Homeless Man’s faces began to spin like images in a slot machine, blurring together as the many selves of the creature warred with each other.
Its host, Kyle thought. The Arab man was an angel once, and the others… he let them in somehow. But now he’s trying to stop them. Why?
Homeless Man was back. “Because he’s weak, that’s why. Weak! Oh, you and your kind, you and your silly love of the angels!” It giggled, making a mocking face. “So strong, your little guardians. Yet your own rotten little book tells you that they are beloooooow you, human. So if you are so weak… what makes you think they can help you?”
The faces spun again until the old man resurfaced, his face teaming in desperation as he looked at Kyle intently. “Be ready, child.”
Dumbfounded, it took Kyle a few seconds to realize that the old man was actually trying to help him. He stepped from the wall and called the blue to his hands again.
The old man was impeding the creature somehow, internally. It moved forwards, but in a herky-jerky motion, running and stopping, shuffling, then running again, at moments streaking towards Kyle and at others barely lumbering his way.
Looking into the creature’s burni
ng red eyes, Kyle felt himself going numb as some sort of paralysis overcame him.
The face of the old woman came cackling back. “You’re gonna die now, sonny.” But by appearing she had broken the numbness in Kyle, and this forced her to incur the wrath of Homeless Man, who came back with glistening teeth. Momentarily, two separate heads were visible, each on an elongated neck. The Homeless Man screamed at the old woman in a foreign language of some kind. Her face warped into desperate terror before their heads coalesced again. Homeless Man looked victorious as he once again fixed his attention on Kyle, but it was short-lived as the old man’s face appeared again. “Now,” he screamed to Kyle. “Now!”
Kyle launched the blue out of his fingers and it formed a solid, perfect orb between his hands. In awe, he wondered what to do with it now. Something told him to hold the orb in front of his chest and to launch it by pulling his left hand on one side of it while pushing with his right hand on the other.
With incredible velocity the orb spun true to target, striking the creature in the stomach, the spinning faces releasing a chorus of guttural screams. The shockwave nearly knocked Kyle off his feet. His right foot gave way and he almost fell on his face, but instead he used the wall to right himself.
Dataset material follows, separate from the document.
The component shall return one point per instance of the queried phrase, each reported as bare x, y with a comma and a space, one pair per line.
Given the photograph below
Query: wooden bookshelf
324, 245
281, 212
Then, to Kyle’s amazement, the creature grew, muscles bulging as it snarled at Kyle and clawed at its stomach before resuming its march towards him.
Calling again on the blue, Kyle was dismayed when all it did was light up in his hands and then sputter out. He’d used too much of it and it hadn’t had time to recharge. No. That was wrong. He hadn’t had time to recharge. Weariness was overtaking him again.
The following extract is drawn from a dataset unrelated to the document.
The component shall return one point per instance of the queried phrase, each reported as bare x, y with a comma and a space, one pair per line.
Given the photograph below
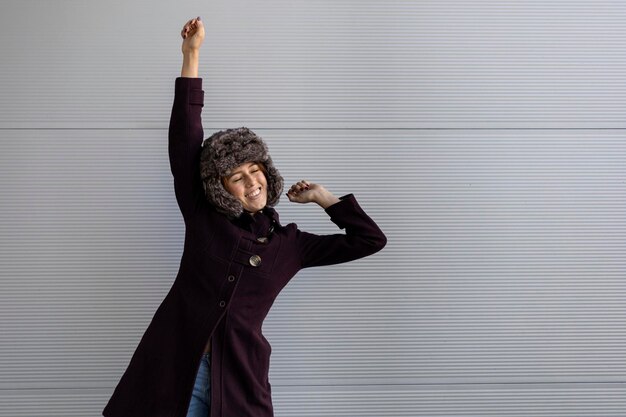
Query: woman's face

He looked up to see the creature glaring at him with a hatred that spanned centuries and countless lives before him. Then, with reckless abandon, it pitched forwards at him, lowering its head and shoulder.
“No!” Kyle screamed.
The creature caught him square in the chest. Kyle partially deflected the blow, but it was like getting hit by a car. He skittered backwards along the wall, skin peeling off his arm when he swung it out for balance, the momentum spinning him around until he slammed hard against the brick.